BetaGeoBetaBinom

class pymc_marketing.clv.distributions.BetaGeoBetaBinom(name, *args, **kwargs)

Population-level distribution class for a discrete, non-contractual, Beta-Geometric/Beta-Binomial process.

It is based on equation(5) from Fader, et al. in [1].

\[\begin{split}\mathbb{L}(\alpha, \beta, \gamma, \delta | x, t_x, n) &= \frac{B(\alpha+x,\beta+n-x)}{B(\alpha,\beta)} \frac{B(\gamma,\delta+n)}{B(\gamma,\delta)} \\ &+ \sum_{i=0}^{n-t_x-1}\frac{B(\alpha+x,\beta+t_x-x+i)}{B(\alpha,\beta)} \\ &\cdot \frac{B(\gamma+1,\delta+t_x+i)}{B(\gamma,\delta)}\end{split}\]

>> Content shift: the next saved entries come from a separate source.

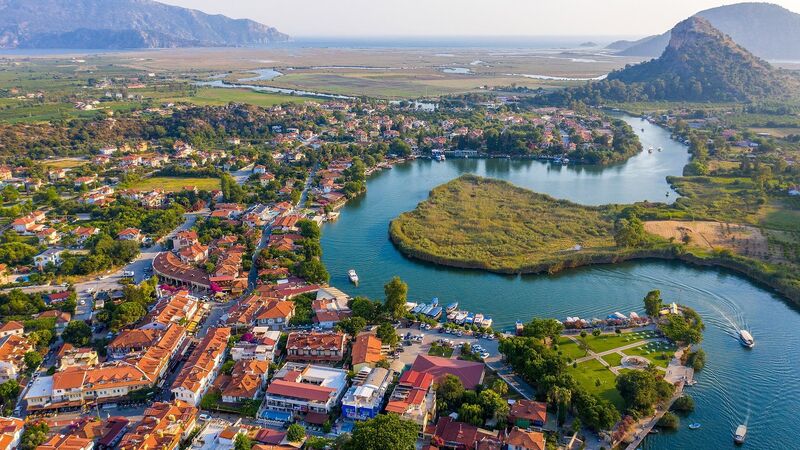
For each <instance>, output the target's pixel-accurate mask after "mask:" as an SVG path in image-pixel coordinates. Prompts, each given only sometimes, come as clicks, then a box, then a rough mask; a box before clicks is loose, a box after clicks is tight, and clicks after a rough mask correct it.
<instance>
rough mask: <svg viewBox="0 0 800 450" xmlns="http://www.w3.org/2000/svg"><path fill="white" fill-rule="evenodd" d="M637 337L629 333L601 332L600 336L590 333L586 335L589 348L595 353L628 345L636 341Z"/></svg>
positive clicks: (610, 349) (586, 337)
mask: <svg viewBox="0 0 800 450" xmlns="http://www.w3.org/2000/svg"><path fill="white" fill-rule="evenodd" d="M636 340H638V338H634V337H633V336H632V335H631V334H630V333H623V334H601V335H600V336H597V337H595V336H592V335H591V334H590V335H589V336H587V337H586V341H587V343H588V344H589V348H590V349H592V351H593V352H595V353H602V352H605V351H608V350H612V349H615V348H617V347H622V346H623V345H628V344H630V343H632V342H636Z"/></svg>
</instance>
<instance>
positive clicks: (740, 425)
mask: <svg viewBox="0 0 800 450" xmlns="http://www.w3.org/2000/svg"><path fill="white" fill-rule="evenodd" d="M745 436H747V425H739V426H738V427H736V431H735V432H734V433H733V442H735V443H737V444H744V438H745Z"/></svg>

Support	\(t_j >= 0\) for \(j = 1, \dots,x\)
Mean	\(\mathbb{E}[X(n) | \alpha, \beta, \gamma, \delta] = (\frac{\alpha}{\alpha+\beta})(\frac{\delta}{\gamma-1}) \cdot{1-\frac{\Gamma(\gamma+\delta)}{\Gamma(\gamma+\delta+n)}\frac{\Gamma(1+\delta+n)}{\Gamma(1+ \delta)}}\)

References

[1]

Fader, Peter S., Bruce G.S. Hardie, and Jen Shang (2010), “Customer-Base Analysis in a Discrete-Time Noncontractual Setting,” Marketing Science, 29 (6), 1086-1108. https://www.brucehardie.com/papers/020/fader_et_al_mksc_10.pdf

Methods

BetaGeoBetaBinom.__init__(*args, **kwargs)
BetaGeoBetaBinom.dist(alpha, beta, gamma, ...)	Get the distribution from the parameters.
BetaGeoBetaBinom.logp(alpha, beta, gamma, ...)	Log-likelihood of the distribution.

Attributes

rv_op